## How do I correct the cells that have an expected count less than 5?

Occasional Contributor

Joined:

Apr 23, 2017

I've got these warning messages (see below) after doing some analysis with some variables. So to fix this problem, I read in a stats book that I need to follow some steps that it stated in order to correct the problem such as "If the smallest expected cell frequency is less than five, the analyst should recode a row or column variable, combining rows or columns until an adequate expected cell frequency is achieved."

However, I don't really understand this or how to do it in JMP. Can someone explain how I might change modify things so that I won't get his warning message either through the instructions from the book I've just mentioned or from a better way? I've also heard that I one can alternatively use the fisher's test?

Thanks!

11 REPLIES

Super User

Joined:

Jun 22, 2012

I made a quick scan of your results( which means my statistical viewpoint may be less than accurate), it appears that few respondants have answered "Disagree" or "Strongly Disagree".  So you may want to do one of 2 things.  Either eliminate those respondants, or recode their answers.

To eliminate those responses, you can open up a local data filter by going to the red triangle at the top of the display, and selecting Local Data Filter.  There you will be able to select only the data you want. You can also go to the data table, Select all rows that match either of the choices, and then right click on the row state column for one of the selected rows, and select "Hide and Exclude".  When you rerun the analysis those rows will be left out of the analysis.

If you want to recode, then go to the column in question, "Recycling can.........", select that column, and then in the Columns Panel at the left of the data table click on the red triangle and select Recode.  The window that pops up will let you combine the Disagree and Strongly Disagree or maybe to take both of these choices and move them into Neutral

Jim

Occasional Contributor

Joined:

Apr 23, 2017

But if I eliminate those responses, won't that also eliminate their data from my analysis which would alter the results since I'm excluding some responses? I'm not really sure how eliminating respondants fixes the problem; which respondents should I eliminate? Could you explain how doing either these two might fix my problem as I'm having a hard time understanding the concept. Because from what I see, if I combine columns, then how about the data within the columns that had a few responses? Isn't that information useful even if just one person selected that option such as the "I don't know" option? Thanks!

Super User

Joined:

Jun 22, 2012

Your concerns are valid.  And what I illustrated is a method to allow you to collapse or eliminate data so that you can meet the requirements of the statistical test.  But as you indicate, that method comes with a cost.

Jim

Occasional Contributor

Joined:

Apr 23, 2017

So is there any way to fix this issue without altering the data significantly? Or will the methods that you mentioned not significantly affect the results?

Super User

Joined:

Jun 22, 2012

The data are, what the data are.  The statistics are based upon the relationships with between the different cells.  You may be able to overcome the issue by increasing the number of data points, but that would require getting more subjects. Any concatenations, or eliminations that you choose to do, need to be evaluated from the real world.  Many times, the very small cell counts are meaningless because of the low number of responses.  In those cases, you really can not draw any opinion on those results anyway.  So even if you left them in, I would not want to make any statement on those cells anyway.  Taking them out, therefore, may allow you to show stronger relationships with the remaining data.

Jim

Staff

Joined:

Jun 23, 2011

The Chi square test used in the Contingency platform requires at least 80% of the cells to have an expected count greater than 5 or else the sum of the cell Chi squares will not have a Chi square distribution and so your test (p-value) will not be valid.

The usual, simple solution in such cases is to combine levels.

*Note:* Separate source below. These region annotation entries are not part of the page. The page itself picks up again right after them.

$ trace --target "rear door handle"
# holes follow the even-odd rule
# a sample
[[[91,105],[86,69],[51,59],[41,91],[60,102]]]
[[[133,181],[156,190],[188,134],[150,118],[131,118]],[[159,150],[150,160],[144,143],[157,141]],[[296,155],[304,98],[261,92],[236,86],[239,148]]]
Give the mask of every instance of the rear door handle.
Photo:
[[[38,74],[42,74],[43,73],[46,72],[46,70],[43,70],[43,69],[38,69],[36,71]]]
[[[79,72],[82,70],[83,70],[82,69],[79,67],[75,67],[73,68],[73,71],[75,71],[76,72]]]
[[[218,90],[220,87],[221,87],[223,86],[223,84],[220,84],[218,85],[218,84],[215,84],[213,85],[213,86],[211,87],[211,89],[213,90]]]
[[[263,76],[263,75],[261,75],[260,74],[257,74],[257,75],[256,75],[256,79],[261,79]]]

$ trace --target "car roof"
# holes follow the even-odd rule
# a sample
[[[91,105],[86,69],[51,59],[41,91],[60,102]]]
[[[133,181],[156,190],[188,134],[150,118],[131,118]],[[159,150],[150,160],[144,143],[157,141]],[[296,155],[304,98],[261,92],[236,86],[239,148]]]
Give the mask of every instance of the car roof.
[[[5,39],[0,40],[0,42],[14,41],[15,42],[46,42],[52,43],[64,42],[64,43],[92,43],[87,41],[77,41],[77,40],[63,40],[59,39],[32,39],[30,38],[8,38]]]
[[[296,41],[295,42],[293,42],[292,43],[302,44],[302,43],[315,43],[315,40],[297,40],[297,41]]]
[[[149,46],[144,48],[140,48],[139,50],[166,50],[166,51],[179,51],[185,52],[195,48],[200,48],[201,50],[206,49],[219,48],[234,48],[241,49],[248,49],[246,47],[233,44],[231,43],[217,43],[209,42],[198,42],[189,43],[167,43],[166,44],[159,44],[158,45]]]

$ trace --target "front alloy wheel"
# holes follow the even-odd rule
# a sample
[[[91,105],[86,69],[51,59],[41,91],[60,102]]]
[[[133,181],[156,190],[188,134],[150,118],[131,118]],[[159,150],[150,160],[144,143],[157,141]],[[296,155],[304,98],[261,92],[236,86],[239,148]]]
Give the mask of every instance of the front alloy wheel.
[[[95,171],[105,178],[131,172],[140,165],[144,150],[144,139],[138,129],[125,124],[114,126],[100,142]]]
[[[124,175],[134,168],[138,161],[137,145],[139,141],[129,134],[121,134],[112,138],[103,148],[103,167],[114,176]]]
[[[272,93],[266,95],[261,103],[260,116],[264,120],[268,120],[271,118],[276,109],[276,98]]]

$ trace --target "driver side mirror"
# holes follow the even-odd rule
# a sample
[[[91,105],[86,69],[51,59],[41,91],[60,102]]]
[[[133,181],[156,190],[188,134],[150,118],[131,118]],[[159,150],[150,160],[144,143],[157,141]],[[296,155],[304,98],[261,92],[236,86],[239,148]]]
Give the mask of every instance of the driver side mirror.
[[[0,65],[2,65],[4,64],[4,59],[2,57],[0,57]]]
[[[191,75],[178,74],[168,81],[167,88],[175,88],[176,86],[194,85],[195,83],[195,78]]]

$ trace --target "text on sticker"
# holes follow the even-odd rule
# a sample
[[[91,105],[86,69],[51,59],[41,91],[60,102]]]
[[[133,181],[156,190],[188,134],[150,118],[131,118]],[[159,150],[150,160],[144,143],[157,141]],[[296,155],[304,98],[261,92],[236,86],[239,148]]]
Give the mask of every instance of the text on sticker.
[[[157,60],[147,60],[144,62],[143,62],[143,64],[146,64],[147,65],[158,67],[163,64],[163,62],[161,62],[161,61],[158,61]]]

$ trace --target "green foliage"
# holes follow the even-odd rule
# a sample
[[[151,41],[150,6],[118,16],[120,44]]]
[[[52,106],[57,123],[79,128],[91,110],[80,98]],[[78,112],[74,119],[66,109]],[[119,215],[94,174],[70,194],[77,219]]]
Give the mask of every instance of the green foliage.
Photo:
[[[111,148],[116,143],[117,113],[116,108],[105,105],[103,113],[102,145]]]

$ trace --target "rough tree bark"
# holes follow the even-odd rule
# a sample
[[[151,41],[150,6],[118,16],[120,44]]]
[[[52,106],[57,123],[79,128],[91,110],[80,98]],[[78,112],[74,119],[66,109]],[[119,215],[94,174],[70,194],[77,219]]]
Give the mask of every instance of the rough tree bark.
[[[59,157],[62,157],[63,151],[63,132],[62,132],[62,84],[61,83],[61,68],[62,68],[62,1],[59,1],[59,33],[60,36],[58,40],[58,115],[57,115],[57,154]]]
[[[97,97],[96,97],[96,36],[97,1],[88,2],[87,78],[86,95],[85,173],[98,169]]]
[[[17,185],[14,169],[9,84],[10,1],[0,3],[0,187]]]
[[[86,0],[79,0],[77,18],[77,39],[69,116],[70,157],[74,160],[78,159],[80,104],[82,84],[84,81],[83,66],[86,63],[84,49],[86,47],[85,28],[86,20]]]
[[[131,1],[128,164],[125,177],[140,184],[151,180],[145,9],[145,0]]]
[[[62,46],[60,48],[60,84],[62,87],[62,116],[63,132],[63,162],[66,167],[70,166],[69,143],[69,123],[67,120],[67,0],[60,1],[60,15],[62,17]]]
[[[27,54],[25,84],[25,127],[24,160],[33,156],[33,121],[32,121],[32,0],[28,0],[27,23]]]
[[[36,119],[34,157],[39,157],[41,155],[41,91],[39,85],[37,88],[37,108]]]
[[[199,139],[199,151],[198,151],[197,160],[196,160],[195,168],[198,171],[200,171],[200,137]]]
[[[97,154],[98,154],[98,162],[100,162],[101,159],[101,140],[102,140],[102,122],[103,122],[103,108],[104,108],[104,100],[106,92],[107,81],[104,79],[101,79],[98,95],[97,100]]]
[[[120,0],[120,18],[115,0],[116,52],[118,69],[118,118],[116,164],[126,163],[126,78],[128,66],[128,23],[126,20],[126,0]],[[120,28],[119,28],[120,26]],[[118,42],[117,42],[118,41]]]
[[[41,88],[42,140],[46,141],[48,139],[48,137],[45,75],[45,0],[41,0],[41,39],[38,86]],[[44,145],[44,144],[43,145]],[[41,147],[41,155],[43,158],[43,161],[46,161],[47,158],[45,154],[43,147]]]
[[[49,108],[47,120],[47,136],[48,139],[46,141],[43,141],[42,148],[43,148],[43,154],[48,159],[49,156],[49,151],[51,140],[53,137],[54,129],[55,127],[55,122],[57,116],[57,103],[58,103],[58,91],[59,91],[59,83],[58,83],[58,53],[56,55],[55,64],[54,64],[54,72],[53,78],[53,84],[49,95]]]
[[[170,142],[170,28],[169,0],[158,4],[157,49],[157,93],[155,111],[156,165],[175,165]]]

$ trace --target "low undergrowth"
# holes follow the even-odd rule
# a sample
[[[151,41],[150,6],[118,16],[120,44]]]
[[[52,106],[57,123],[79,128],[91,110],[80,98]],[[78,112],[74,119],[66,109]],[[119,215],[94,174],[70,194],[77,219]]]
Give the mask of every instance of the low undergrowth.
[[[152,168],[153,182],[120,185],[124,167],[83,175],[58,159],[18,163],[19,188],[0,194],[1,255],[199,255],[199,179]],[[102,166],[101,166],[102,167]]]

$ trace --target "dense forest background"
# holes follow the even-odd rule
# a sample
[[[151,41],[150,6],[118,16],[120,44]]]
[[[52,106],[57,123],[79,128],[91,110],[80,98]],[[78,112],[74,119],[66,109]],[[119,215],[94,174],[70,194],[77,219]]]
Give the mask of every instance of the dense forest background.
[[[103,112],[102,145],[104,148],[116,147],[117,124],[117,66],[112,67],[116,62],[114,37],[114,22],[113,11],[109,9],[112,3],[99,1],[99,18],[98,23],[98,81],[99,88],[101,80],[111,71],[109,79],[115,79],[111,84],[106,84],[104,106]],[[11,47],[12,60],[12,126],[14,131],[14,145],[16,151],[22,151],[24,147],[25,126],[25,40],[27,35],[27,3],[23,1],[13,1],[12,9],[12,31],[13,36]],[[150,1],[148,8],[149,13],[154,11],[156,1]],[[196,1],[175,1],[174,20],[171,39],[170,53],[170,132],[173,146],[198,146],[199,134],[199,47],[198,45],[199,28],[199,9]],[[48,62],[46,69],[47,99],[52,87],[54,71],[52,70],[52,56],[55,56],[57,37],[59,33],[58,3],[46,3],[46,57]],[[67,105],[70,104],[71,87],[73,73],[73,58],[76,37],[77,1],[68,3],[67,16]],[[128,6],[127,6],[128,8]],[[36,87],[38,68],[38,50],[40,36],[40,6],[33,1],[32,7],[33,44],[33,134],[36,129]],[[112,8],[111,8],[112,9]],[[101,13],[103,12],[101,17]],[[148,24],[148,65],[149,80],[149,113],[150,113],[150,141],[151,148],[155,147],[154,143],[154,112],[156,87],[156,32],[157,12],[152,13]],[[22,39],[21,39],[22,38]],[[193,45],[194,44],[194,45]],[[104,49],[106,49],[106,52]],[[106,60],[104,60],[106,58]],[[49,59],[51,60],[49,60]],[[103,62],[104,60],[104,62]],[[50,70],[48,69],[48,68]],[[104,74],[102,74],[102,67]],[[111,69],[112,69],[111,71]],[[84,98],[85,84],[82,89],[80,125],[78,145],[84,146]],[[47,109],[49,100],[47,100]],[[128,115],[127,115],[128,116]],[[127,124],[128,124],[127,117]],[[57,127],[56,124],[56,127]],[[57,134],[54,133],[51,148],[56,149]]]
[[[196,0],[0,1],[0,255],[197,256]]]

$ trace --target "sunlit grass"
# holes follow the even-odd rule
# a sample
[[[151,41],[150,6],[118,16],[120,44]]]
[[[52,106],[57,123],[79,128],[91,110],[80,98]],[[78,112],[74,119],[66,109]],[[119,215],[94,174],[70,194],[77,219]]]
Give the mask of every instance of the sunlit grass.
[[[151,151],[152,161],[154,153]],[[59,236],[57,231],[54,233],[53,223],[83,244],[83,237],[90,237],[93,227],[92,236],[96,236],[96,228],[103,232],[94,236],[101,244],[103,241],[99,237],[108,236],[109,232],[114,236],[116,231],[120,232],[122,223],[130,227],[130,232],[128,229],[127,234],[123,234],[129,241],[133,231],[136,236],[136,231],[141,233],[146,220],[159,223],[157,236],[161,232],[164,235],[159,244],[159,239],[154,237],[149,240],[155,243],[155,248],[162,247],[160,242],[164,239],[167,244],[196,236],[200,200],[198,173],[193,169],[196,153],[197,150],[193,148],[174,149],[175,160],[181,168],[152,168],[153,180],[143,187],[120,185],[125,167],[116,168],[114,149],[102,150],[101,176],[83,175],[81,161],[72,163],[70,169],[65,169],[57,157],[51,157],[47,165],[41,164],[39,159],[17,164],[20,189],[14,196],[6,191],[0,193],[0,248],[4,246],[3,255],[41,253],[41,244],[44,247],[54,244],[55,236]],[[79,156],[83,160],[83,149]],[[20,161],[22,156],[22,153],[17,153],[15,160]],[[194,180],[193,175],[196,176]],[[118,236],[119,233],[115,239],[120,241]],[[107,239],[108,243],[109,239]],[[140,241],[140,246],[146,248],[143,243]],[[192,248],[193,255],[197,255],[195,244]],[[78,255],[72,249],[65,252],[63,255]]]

For example, in your case you might replace the five levels with just three (Disagree, Neutral, Agree) and see if your assumption is valid. This way does not exclude any data from the analysis.

Learn it once, use it forever!

Occasional Contributor

Joined:

Apr 23, 2017

Thanks you both for your answers, I found them to be very helpful. But I found another problem in other parts of my data. Your solution to combine levels and to have just 3 levels does work in some circumstances. But in the below results, I don't think I can do this as you can see there are just too many cells that have zero expected values in multiple levels, making it hard to combine them. I think then, the Fisher's exact test is the last resort that I have to fix this problem. But I would like to ask how can I do the Fisher's test in JMP when my variables have multiple categories resulting in tables that have numerous rows/columns (e.g 4x5, 5x5)  while Fisher's exact test requries a 2x2 table?

Staff

Joined:

Jun 23, 2011

First of all, a clarification: the validity is not based on zero counts, but cells with expected counts less than five.

JMP provides the exact test only for 2x2 contingency tables. JMP Pro or SAS/STAT provides the exact test for larger tables.

Learn it once, use it forever!

Occasional Contributor

Joined:

Apr 23, 2017

Yes, I am aware that the validity is based on cells with expected count less than 5, I just highlighted those cells to show why I wouldn't be able to combine the levels since there were cells with expected count less than 5 on both the neutral and the disagree levels.

Well it is unfortunate that I would need to get those software in order to do this test. So is there any other solution for my problem?